Como era de esperarse, el año trajo muchos aprendizajes. El primero, apreciar mucho más lo que otros le brindaban. En una ocasión le hizo un favor a un amigo y este le agradeció el gesto con un par de zapatos tenis. “Si hubiera estado comprando cosas como usualmente hacía, le habría dicho ‘no tenías que hacerlo’”. En esta oportunidad se lo agradeció de corazón.

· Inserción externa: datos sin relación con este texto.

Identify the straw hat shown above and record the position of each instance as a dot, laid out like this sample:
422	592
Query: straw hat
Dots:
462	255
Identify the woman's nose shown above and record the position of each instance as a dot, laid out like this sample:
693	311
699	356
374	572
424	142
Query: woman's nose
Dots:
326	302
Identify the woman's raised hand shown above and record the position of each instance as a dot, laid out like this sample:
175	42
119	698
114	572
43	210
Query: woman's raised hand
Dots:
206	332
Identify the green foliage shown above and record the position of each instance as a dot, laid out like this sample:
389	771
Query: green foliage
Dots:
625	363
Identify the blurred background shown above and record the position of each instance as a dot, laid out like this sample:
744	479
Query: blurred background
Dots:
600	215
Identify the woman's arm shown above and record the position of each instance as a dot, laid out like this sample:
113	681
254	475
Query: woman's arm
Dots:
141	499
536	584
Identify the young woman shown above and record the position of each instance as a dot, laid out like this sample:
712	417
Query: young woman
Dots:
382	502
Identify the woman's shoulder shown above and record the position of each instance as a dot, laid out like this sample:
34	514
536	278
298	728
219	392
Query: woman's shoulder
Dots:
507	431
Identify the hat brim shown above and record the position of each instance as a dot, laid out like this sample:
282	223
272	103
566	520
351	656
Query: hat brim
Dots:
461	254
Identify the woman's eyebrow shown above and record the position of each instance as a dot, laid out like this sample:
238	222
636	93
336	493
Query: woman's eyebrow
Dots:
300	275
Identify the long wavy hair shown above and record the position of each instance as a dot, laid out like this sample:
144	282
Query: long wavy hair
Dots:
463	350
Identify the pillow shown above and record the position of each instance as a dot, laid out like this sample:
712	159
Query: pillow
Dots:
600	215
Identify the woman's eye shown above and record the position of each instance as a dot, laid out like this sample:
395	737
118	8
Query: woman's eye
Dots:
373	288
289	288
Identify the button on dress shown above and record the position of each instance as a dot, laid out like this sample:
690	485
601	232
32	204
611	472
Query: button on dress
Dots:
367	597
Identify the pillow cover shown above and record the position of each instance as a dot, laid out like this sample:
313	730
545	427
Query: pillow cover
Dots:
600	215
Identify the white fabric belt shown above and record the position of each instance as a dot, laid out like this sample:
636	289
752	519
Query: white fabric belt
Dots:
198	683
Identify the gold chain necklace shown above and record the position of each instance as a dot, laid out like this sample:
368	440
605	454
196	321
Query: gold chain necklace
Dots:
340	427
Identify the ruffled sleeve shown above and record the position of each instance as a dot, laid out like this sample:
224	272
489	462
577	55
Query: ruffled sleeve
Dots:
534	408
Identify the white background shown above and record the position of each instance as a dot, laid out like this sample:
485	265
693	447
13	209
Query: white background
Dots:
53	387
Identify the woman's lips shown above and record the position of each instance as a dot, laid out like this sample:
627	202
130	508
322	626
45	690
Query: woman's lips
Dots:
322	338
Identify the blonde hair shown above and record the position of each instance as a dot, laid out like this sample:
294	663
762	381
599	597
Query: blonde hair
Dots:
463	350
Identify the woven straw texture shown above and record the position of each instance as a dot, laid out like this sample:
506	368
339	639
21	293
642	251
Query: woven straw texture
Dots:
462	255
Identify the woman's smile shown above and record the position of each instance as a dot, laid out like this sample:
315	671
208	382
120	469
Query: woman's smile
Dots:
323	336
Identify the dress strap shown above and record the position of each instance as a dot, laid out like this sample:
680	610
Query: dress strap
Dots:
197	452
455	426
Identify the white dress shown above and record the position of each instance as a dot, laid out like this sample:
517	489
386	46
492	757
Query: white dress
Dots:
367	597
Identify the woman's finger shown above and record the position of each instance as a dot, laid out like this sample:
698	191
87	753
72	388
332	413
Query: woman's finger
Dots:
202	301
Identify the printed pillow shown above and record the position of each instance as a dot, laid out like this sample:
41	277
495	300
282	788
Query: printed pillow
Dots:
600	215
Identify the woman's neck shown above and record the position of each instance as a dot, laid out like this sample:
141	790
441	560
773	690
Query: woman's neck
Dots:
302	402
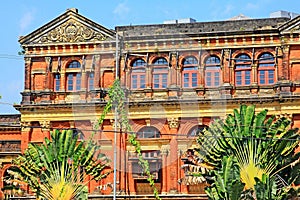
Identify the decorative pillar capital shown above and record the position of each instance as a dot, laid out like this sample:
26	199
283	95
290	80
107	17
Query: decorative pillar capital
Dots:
165	149
27	60
25	126
173	123
45	124
112	121
94	123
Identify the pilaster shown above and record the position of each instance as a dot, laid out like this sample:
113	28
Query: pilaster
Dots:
164	152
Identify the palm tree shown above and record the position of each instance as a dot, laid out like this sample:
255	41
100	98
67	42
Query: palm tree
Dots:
261	145
58	169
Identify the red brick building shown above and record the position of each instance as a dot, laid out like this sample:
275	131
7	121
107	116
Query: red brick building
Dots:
177	77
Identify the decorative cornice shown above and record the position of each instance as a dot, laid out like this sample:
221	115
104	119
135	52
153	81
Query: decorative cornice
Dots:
173	123
71	31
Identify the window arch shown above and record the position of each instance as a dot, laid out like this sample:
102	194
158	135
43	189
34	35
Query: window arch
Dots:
243	70
212	71
74	64
74	78
57	82
138	74
194	132
190	74
266	69
160	73
148	132
91	81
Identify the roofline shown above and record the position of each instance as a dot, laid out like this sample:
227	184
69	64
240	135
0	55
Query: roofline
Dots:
22	39
207	22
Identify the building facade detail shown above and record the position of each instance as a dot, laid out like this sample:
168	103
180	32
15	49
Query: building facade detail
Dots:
177	79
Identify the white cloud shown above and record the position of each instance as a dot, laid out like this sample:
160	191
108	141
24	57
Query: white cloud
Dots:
121	10
251	6
228	9
26	20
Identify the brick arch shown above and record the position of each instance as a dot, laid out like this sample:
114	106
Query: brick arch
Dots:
238	52
154	57
154	123
68	60
262	51
131	60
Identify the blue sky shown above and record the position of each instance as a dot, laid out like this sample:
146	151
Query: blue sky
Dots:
21	17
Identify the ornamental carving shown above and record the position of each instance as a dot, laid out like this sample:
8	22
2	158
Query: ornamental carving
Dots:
173	123
72	31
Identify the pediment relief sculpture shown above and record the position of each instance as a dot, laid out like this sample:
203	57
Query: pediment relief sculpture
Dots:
72	31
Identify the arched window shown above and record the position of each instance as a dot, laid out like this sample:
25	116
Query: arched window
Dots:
242	70
194	132
138	74
56	82
74	64
91	81
212	72
190	72
148	132
266	69
74	78
160	73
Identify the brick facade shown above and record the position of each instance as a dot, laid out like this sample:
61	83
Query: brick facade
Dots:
156	91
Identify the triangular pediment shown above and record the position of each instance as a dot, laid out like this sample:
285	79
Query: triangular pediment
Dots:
292	26
70	27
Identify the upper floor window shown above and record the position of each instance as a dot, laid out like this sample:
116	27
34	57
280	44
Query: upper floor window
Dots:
266	69
190	74
243	70
74	64
161	61
138	74
160	73
194	132
91	81
212	71
56	82
148	132
74	78
73	82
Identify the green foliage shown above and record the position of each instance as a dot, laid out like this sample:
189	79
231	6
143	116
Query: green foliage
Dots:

Otra de las moralejas es que al ver que no podía comprar, se sintió viviendo en medio de la abundancia, y esa sensación le producía humildad, pero también tristeza. “¿Cuándo logré acumular tanto y quién podría necesitarlo?”. Para Patchett, cuando la gente deja de pensar en lo que quiere, se fija más en lo que los demás no tienen y esa sensación le generó mayor paz interior. De ahí a entender por qué muchas religiones piden a sus fieles abandonar la vida material, no había sino un paso. “Las cosas que compramos y compramos y compramos son como una capa gruesa de vaselina en un vidrio: podemos ver algunas formas, la luz y la oscuridad, pero en nuestra constante compulsión por tener lo que queremos perdemos los detalles de la vida”. Aunque lo que ahorró no se lo dio a los pobres, la autora señala que la experiencia le hizo ver el verdadero sentido del dinero, “como algo que ganamos y gastamos y guardamos para cosas que queremos y necesitamos. Una vez pasé esa etapa me fue más fácil dar el dinero a quien realmente lo podía usar”. Adicionalmente, de lo anterior, no comprar no solo le ahorró plata sino tiempo, el cual ella valora muchísimo. Además le dejó más espacio libre en el cerebro para dedicarse a otras cosas.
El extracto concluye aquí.